The two stars of the production, Cumberbatch and Lee Miller, are taking it turns in the two lead roles, one night being the monster, the next, Victor Frankenstein. For most performances, it's possible to choose who you see playing which part, but because this was a preview, we didn't know beforehand which would be which. Over pizza prior to the show, my friend and I had agreed that we hoped that Cumberbatch would be Frankenstein, assuming that would be the role with the most dialogue. In fact, once the monster has learned to talk, he gets most of the lines, staying more faithful to Mary Shelley's novel than adaptations usually do. He certainly gets the best lines, shouting "Now I am a man!" as he takes dreadful revenge on his creator. Frankenstein is hardly present in the first scenes, which depict the monster's education into humanity. Truth be told, Lee Miller was a bit of a let down as Frankenstein, even fluffing his lines at one point, but I have read that he makes a superb job of portraying the monster.
The staging of the play is worth the entrance fee alone. It's as if Boyle, more used these days to the wider canvas of film, has to use every inch of the stage, plus the auditorium and the ceiling. Flames flare up from a grill at the front of the stage to simulate a campfire (I thought my eyebrows were in danger of singeing), the sun shines and rain falls on the astonished monster as he encounters nature for the first time. At one point, an enormous train (symbolising the achievements of science and the advent of the industrial revolution) rides onto the stage with carousing villagers hanging off it. It's on stage for all of 30 seconds and then goes off again, having added little to the overall production, but still being a lot of fun. The only point at which I regretted our closeness to the action, was when clouds of dry ice flowed across the stage, and threatened to suffocate us.
The play does have its weaker points. Some of the supporting performances were less than stellar, particularly the role of Elizabeth, Frankenstein's fiancee. The actor in this role belongs to the school of actors that express emotion only by nodding and shaking their heads vigorously, in contrast to the intense physicality of the monster. The writing of this new play by Nick Dear is strong, except for a couple of places where overly modern idiom creeps in. The soundtrack, by Underworld, didn't work for me, it sounded too recorded, like someone had just put a cd on, and didn't work with the intensity of the live action.

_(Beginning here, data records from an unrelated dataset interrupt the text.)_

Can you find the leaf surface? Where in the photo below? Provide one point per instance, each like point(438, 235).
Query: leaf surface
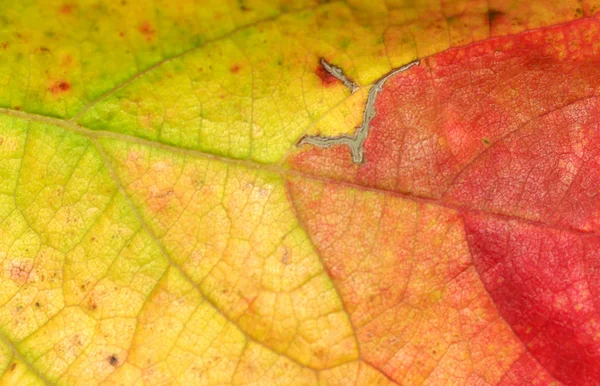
point(158, 226)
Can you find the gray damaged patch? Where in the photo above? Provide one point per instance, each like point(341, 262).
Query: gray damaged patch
point(357, 140)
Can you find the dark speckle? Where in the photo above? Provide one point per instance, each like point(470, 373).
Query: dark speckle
point(327, 79)
point(59, 87)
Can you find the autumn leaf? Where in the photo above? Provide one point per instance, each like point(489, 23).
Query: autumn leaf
point(160, 225)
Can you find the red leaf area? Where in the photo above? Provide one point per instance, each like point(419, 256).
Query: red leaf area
point(500, 140)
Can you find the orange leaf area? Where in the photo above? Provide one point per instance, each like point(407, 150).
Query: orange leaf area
point(493, 150)
point(404, 272)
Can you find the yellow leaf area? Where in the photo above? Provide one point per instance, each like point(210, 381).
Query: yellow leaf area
point(149, 235)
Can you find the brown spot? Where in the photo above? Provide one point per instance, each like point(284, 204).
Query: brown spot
point(327, 79)
point(60, 86)
point(66, 9)
point(146, 29)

The story of Frankenstein really makes you think about what it is to be human, what it is to be in this world. The newnesss of it all to the monster makes you see the absurdity of life through his eyes. When the monster cries out to demand of his creator why he was brought into the world and then abandoned, it's the cry any human could make at times about their own life. It's been filmed and played in so many versions over the last few hundred years, but by taking this production back to its origins, and focusing on the monster's story, we see it still has much to say that is relevant to our age, where science can do unspeakable things, and seldom pauses to ask why it shouldn't.